Reviewed by: Azalais ✧ Score: 5
I'm normally sceptical of fics that posit Legolas and Aragorn having known each other well before FoTR (because I think the canon evidence is against it - why, in that case, for example, does Legolas seem to know Lothlorien only as a place of legend?) but this fic is so fascinating and so beautifully realised that I was prepared to forgo my usual grumpy disbelief. In particular, I love the deep sense of Wood-Elven culture here, and of its profound difference from Noldorin Rivendell (which is a cultural difference I *do* wholeheartedly subscribe to); [When I brought you to Mirkwood you had been so immersed in Noldorian elf lore that you thought the only way to make music was with instruments, the only way to learn history was from books, and the only way to dance was to follow the formula."]. And the easy banter between the later Legolas and Aragorn is that of familiar friends who have seen and done so much together. Really enjoyable piece.
Reviewed by: Virtuella ✧ Score: 4
KyMahalei assesses the difference between Noldorin and Silvan cultures and pinpoints the core idea: Noldor plan for the future, Silvans appreciate the moment.
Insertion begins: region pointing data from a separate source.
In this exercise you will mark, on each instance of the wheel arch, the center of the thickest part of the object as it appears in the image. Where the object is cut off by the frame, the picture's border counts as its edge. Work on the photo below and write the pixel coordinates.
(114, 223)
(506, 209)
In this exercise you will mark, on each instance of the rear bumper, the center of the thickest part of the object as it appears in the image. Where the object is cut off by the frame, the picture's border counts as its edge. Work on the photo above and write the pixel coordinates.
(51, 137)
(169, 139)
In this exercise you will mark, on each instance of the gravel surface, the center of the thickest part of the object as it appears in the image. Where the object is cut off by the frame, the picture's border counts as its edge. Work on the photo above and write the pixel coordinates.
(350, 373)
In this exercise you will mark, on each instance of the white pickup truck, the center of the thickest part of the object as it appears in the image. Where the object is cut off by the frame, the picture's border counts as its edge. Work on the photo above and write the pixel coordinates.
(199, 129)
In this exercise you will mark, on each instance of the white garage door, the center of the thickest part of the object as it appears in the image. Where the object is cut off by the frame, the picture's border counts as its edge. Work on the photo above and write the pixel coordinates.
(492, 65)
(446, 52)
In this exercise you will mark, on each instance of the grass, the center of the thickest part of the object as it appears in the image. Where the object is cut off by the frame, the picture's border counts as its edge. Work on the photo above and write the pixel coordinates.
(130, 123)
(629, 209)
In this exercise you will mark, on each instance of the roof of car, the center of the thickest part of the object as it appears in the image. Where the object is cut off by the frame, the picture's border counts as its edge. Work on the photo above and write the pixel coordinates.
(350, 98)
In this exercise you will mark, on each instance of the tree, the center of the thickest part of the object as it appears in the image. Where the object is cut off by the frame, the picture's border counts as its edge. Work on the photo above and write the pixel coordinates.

The story is not concerned with declaring either of these philosophies superior to the other, rather it focusses on how Aragorn, who grew up in the one, begins to understand the other. Beautiful and atmospheric description illustrate this point.
Reviewed by: curiouswombat ✧ Score: 4
What a lovely piece. I, too, love the idea of the Sindarin and Silvan elves of Mirkwood dancing to drums, and that King Thranduil's people still had elflings born in the dark times. I have to admit that I'm rather glad that my story, with those same themes running through it, was posted before I read this so that I know that I used my own ideas and not yours! Your story is so well written - I can picture it as Aragorn saw it, your use of imagery is so good. A very good read.
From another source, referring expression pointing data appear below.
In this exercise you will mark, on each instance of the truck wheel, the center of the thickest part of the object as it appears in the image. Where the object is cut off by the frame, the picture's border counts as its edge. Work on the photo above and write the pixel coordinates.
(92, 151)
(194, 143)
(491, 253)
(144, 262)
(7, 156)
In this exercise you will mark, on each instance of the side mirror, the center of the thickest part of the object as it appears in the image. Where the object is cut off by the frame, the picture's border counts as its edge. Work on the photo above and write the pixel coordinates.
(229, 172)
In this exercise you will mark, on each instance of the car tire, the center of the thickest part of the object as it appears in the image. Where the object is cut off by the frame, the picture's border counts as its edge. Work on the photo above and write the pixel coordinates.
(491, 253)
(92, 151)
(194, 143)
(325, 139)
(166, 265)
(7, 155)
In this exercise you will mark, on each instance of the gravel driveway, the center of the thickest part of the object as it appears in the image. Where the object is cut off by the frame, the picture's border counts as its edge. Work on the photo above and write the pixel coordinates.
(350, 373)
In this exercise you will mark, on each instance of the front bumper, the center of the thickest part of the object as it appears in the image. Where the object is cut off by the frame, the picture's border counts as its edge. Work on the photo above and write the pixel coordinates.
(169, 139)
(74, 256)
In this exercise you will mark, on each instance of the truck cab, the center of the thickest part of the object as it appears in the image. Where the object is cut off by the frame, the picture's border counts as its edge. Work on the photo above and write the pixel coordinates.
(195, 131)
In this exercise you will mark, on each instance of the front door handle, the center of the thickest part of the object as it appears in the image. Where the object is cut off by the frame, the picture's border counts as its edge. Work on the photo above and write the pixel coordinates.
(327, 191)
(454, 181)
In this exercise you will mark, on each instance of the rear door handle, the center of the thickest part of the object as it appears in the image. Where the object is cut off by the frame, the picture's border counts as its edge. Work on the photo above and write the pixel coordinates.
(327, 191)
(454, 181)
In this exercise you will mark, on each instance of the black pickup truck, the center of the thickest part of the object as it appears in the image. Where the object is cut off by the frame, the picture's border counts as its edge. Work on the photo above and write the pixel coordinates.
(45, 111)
Reviewed by: Larner ✧ Score: 4
I have read many Aragorn/Legolas stories, but none, I think, that shows the Wood Elves to their best light better than this one. In fact, I suspect strongly that had Tolkien himself written such a story, it would most resemble this one. To see the spring festival as portrayed here, watching it with Estel in his maple tree, was a delight, particularly to watch the Warrior's Dance with him with its three movements. Truly an honor to read, and I do not believe I can recommend it highly enough!
Reviewed by: nau_tika ✧ Score: 3
I originally read this story some time ago.The author's descriptions of the events and emotions in the story are outstanding. That's what I think of when I think back on that reading.
Reviewed by: Raksha the Demon ✧ Score: 3
An interesting story that I like most for the contrast it invokes between the Noldorin/Imladris culture and that of the Silvan Elves of Mirkwood. KyMahalei narrates the actual dance effectively, no easy task, and the revelation of the Mirkwood Elves' greatest [treasure] is a surprise, but makes a lot of sense.